The jungle scenes are beautifully shot, with an intense and engrossing tribal score, and boast some genuinely memorable visuals and effects.
This is juxtaposed nicely with the humorous scenes in the hospital, backed by a much lighter and sillier soundtrack, where we are struck by the irony of a powerful shaman discarded by society and subjected to a broken healthcare system. Still, it does create a somewhat jarring viewing experience.
It’s a strange little film, and that’s not necessarily a criticism. In fact, it really speaks to much of the movie’s appeal, but it also may leave some viewers unsatisfied.
Legions is definitely low-budget, but Forte and cinematographer Mariano Suarez prove you can make real magic with limited means and great technical skill. The CGI effects are amateurish, but the practical effects shine. The demon itself looks incredible, a hulking werewolf-like creature that stays mostly hidden throughout the film until the explosive ending. You’ll wish there was much of him, but Forte’s restraint with his most compelling visual is likely what makes it so effective.
When the film begins to bring together its two storylines, it really hits its stride. There’s an excellent hospital escape scene involving a voodoo doll ritual that’s outstanding and wildly entertaining.
Viewers going into a film promising Evil Dead-inspired demons and mayhem will finally get what they paid for in the film’s frenetic third act.

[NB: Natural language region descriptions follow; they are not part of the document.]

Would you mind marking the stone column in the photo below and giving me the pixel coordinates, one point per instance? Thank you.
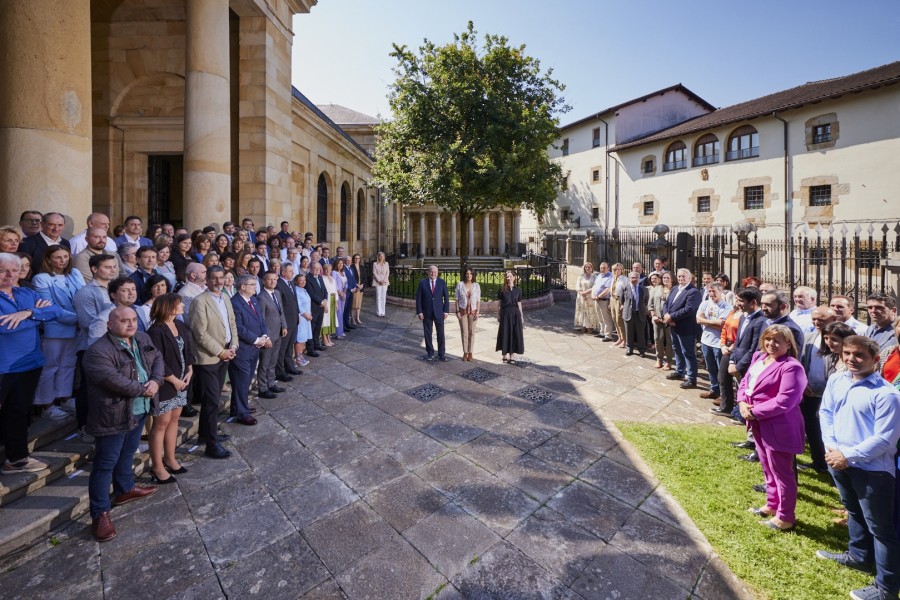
(207, 114)
(437, 234)
(422, 233)
(517, 229)
(453, 234)
(45, 111)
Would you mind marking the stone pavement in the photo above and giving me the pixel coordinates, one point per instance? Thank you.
(378, 475)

It’s worth the wait and deliriously fun, but the somewhat meandering, oddly-paced hour leading up to that hellish and hilarious carnage may detract from the overall viewing experience.

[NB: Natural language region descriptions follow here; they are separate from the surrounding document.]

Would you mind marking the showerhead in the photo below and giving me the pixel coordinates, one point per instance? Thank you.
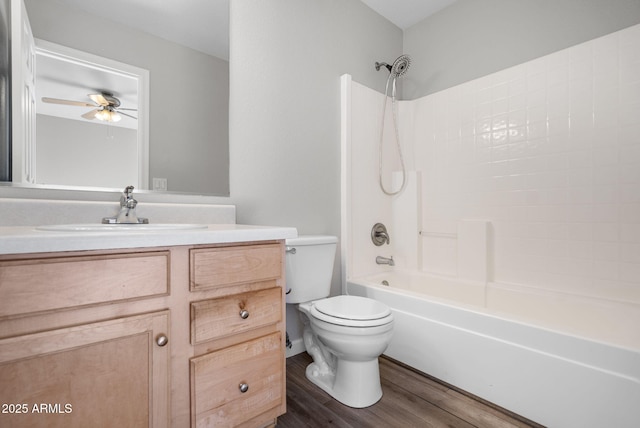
(399, 66)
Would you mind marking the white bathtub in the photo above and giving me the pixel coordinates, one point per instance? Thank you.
(559, 361)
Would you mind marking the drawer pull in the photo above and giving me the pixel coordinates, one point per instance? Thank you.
(162, 339)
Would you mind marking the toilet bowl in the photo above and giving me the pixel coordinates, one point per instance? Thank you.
(344, 335)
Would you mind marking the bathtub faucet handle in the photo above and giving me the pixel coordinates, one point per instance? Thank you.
(385, 261)
(379, 235)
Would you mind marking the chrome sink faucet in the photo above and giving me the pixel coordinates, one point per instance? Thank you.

With the exception of its unhinged ending, this is not what I would describe as an action-packed film. It’s not dull by any means; there’s a lot of meaty stuff to chew on here. But the bulk of the film centers around interesting representations of folklore and mysticism with heartfelt character drama. If you know what to expect going on, it changes your relationship with this film and makes for a much more satisfying viewing experience.
The ending is berzerk in the best possible way, even if it does get wrapped up a little too neatly with a feel-good bow.
Legions is a lean 90 minutes, which means that even if you struggle a bit during its slower moments, it never feels like a chore to get through.
Whether or not the film’s epic final act does enough to elevate this film from good to great is up for debate, and I suspect your mileage may vary depending on your appetite for mysticism and slow-building anticipation. If you are only tuning in for the demonic carnage, this is likely to feel lackluster.
However, if you’re game for a more well-rounded film boasting lots of compelling ideas and strong characters, with a touch of humor and lots of heart, you may find plenty to love about Legions.